I have avoided working on Juliet, for years, possibly all of the time I have worked on Shakespeare which would be about 16 years, maybe more. When I did work on it in class, I would choose lighter stuff, staying away from the "Potion Meltdown" monologue and the overdone "Gallop apace..." speech. She intimidated the crap out of me! Yet I knew that the role is dead center of my wheel house as an actress. When this opportunity arose, I grabbed it, going headlong into fears, but also knowing that I feel I have the tools now to address this role in a way that would keep me from having any end result ideas of the character, and possibly knowing I have the safety net of stepping in for someone else who is already playing it. If I do what she does I won't be off track. It also helped that the director, and actress playing Juliet had the same idea of the character, as I do. She's not a worried, sighing, waifish victim. She's clever, and pragmatic with a delightful sense of humor and irony. He doesn't fall in love with just a pretty face or an icon, they are whole, people, adorable and fun people.
I also had the good fortune to work on one of the monologues with Alfred Molina, who occasionally does a Shakespeare intensive with the New American Theatre, where I am a member. This certainly gave me incredible insight to the character, and how to approach the text in general. Beside that, I have a helpful and insightful boyfriend who helped me run lines, in fact I think he just liked reading Lord Capulet, Friar Lawrence and Romeo... and the Nurse. But he also liked keeping me from having "I don't know my lines and never will" meltdowns like I had on our trip to Chicago when I would work on it, any time we were traveling by plane or train. Thanks to all of this, the support and help of the director and the cast, I felt I had it, and would be fine.

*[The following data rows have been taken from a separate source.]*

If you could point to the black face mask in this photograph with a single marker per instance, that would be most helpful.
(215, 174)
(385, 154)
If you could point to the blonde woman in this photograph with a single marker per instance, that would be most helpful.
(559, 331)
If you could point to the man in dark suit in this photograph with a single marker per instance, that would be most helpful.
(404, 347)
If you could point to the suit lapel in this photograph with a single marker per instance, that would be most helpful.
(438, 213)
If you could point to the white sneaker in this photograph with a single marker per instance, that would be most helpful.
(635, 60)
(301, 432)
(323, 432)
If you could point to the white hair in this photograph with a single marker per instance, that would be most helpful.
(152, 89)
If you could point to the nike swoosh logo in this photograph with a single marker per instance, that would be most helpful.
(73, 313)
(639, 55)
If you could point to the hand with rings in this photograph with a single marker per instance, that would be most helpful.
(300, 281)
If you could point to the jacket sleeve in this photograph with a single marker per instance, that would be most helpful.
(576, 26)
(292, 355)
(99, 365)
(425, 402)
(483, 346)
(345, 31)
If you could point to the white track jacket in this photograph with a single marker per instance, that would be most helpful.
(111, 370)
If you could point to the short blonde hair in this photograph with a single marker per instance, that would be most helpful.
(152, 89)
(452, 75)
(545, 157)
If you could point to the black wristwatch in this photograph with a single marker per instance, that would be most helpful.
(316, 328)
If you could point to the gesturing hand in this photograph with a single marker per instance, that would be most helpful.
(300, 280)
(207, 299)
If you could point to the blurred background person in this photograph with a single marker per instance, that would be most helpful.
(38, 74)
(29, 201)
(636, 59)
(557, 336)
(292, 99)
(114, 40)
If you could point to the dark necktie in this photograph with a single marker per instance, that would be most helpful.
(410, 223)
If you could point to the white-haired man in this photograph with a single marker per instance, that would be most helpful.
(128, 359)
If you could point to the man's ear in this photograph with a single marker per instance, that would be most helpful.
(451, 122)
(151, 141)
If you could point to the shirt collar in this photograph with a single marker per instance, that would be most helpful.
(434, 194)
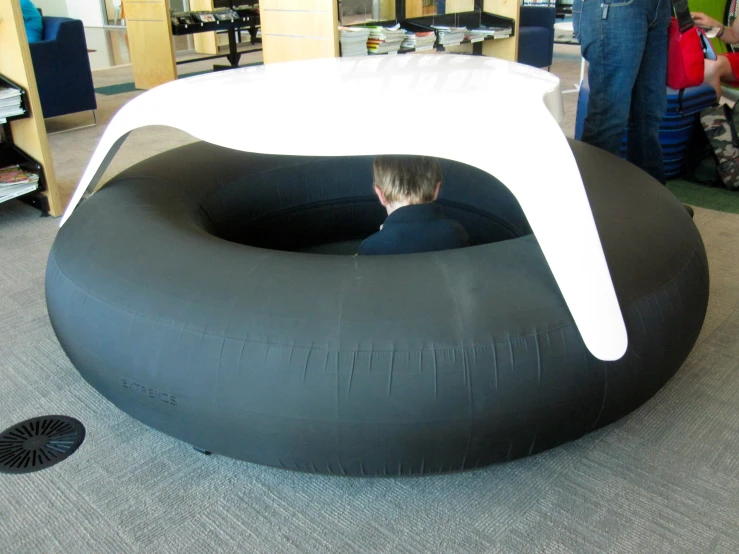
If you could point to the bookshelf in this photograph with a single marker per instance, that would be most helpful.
(307, 29)
(26, 142)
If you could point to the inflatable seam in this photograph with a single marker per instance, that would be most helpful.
(292, 345)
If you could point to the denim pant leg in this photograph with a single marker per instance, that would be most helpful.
(649, 97)
(614, 47)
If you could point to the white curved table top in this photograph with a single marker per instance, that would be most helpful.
(501, 117)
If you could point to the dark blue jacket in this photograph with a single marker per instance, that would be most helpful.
(416, 228)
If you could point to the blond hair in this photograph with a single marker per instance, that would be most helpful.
(411, 179)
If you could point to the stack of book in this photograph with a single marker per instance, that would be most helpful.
(385, 40)
(485, 32)
(419, 40)
(15, 181)
(353, 41)
(450, 36)
(10, 103)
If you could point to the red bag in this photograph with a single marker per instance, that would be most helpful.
(684, 57)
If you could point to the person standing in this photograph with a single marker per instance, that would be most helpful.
(625, 43)
(32, 21)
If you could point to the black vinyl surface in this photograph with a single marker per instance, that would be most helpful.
(184, 293)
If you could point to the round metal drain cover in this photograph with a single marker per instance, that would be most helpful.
(38, 443)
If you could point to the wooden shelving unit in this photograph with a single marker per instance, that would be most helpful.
(307, 29)
(29, 144)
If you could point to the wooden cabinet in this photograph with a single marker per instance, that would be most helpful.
(29, 133)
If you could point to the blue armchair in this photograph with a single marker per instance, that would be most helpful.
(536, 35)
(62, 68)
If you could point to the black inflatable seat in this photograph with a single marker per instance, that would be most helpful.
(188, 293)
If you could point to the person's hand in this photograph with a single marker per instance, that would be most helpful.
(702, 20)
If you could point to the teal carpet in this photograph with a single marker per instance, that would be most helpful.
(130, 87)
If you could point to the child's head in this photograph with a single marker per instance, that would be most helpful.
(403, 180)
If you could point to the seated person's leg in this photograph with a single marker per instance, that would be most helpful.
(725, 68)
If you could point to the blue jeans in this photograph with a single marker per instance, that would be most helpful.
(627, 52)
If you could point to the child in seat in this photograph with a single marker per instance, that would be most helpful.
(407, 186)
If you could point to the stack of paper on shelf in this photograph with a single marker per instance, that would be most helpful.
(450, 36)
(353, 41)
(419, 40)
(15, 181)
(10, 103)
(385, 40)
(486, 32)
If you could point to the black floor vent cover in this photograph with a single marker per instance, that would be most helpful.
(38, 443)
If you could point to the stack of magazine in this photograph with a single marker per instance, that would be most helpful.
(10, 103)
(15, 181)
(419, 40)
(385, 40)
(353, 41)
(450, 36)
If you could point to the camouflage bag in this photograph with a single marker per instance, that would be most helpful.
(719, 127)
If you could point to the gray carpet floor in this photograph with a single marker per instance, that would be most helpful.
(663, 479)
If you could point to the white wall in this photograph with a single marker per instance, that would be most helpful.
(89, 11)
(57, 8)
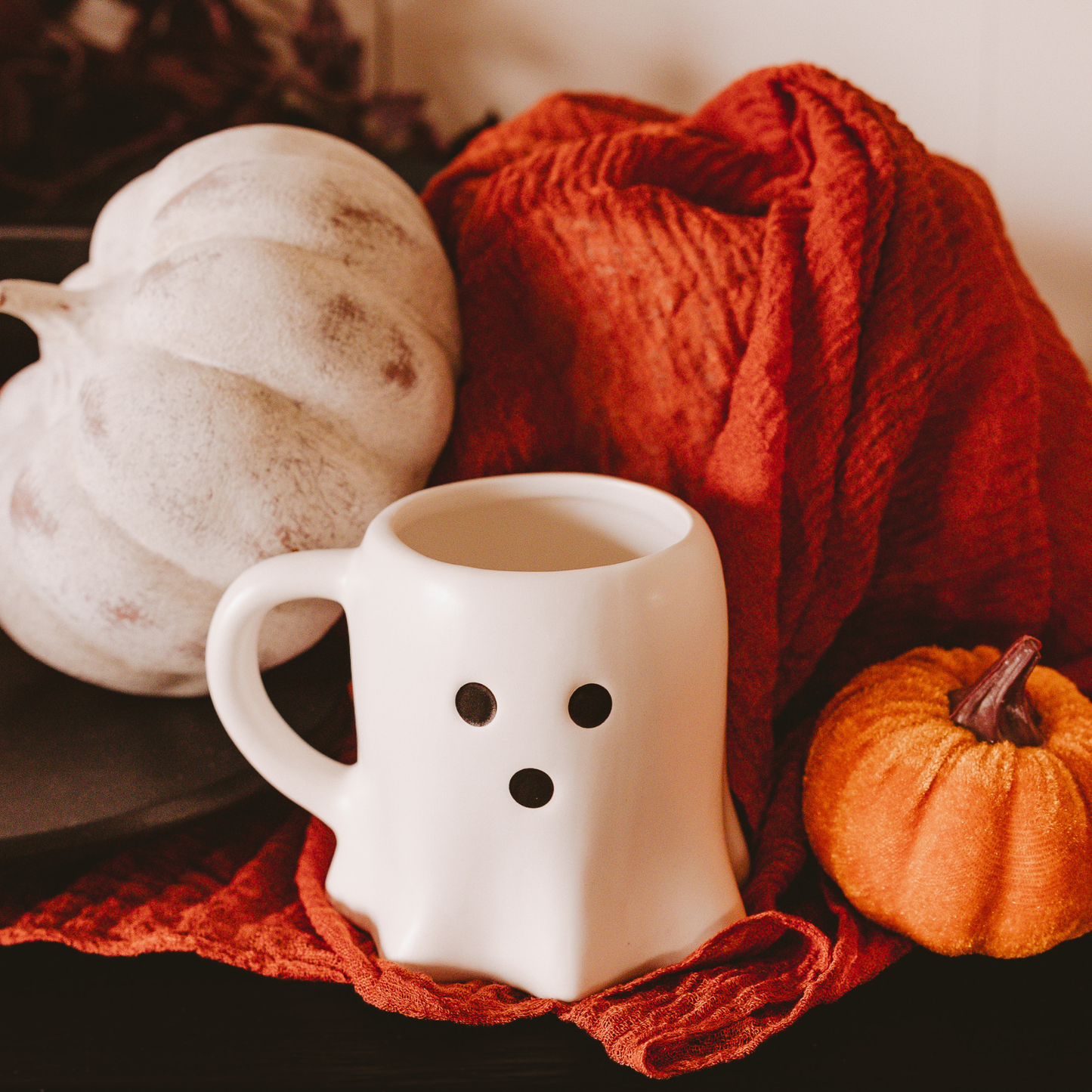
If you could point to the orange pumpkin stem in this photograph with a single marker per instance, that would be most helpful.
(996, 707)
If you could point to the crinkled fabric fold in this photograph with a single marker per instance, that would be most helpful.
(787, 312)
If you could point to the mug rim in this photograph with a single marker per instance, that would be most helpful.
(674, 515)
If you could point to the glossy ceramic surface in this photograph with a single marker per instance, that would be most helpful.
(540, 670)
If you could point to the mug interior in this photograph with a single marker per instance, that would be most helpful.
(546, 533)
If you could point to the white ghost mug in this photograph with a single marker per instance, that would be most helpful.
(540, 676)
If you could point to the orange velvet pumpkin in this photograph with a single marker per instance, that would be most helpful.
(962, 844)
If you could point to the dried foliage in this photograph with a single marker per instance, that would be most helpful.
(94, 92)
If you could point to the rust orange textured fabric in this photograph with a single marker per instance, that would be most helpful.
(784, 311)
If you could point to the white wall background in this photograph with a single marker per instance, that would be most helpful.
(1003, 85)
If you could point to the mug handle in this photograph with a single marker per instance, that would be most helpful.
(235, 685)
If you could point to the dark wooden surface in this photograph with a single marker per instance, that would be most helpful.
(70, 1020)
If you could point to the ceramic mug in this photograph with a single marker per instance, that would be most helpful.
(540, 676)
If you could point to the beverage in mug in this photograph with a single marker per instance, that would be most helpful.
(540, 675)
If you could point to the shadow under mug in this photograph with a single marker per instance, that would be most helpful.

Now I have never really been horribly nervous, or had a bout of stage fright, knock on wood- but Friday I woke up with total nausea and racing heart, which only served to make me more nervous. I was much better by show time, and other than juxtaposing some things and leaving out a couple chunks of lines, I did great. By Saturday I was calm, what could go wrong had, and I fixed all my mistakes from the night before, I did bite it pretty good going up some steps in the Friar/Paris scene, which made it hard not to laugh, and hard to concentrate for the whole scene, but anyone would've fallen, and some others did I guess...
All of this is not to fish for more compliments, you all have been generous with those, but to express the surprising journey I went on. I went from dreading every playing her, yet wanting to, and I had a great time, and now I want to play her again and again, the way men want to play Hamlet and Macbeth. And I think that is exciting. If I had a bucket list, "Play Juliet at least once while I can" would've been on it. I am so grateful for the opportunity, to work with such delightful actors, and for all the amazing support from family and friends who came out those 2 nights to see me! It was all a very moving experience.
"My Bounty is as boundless as the sea
My Love as deep. The more I give to thee
The more I have, for both are infinite."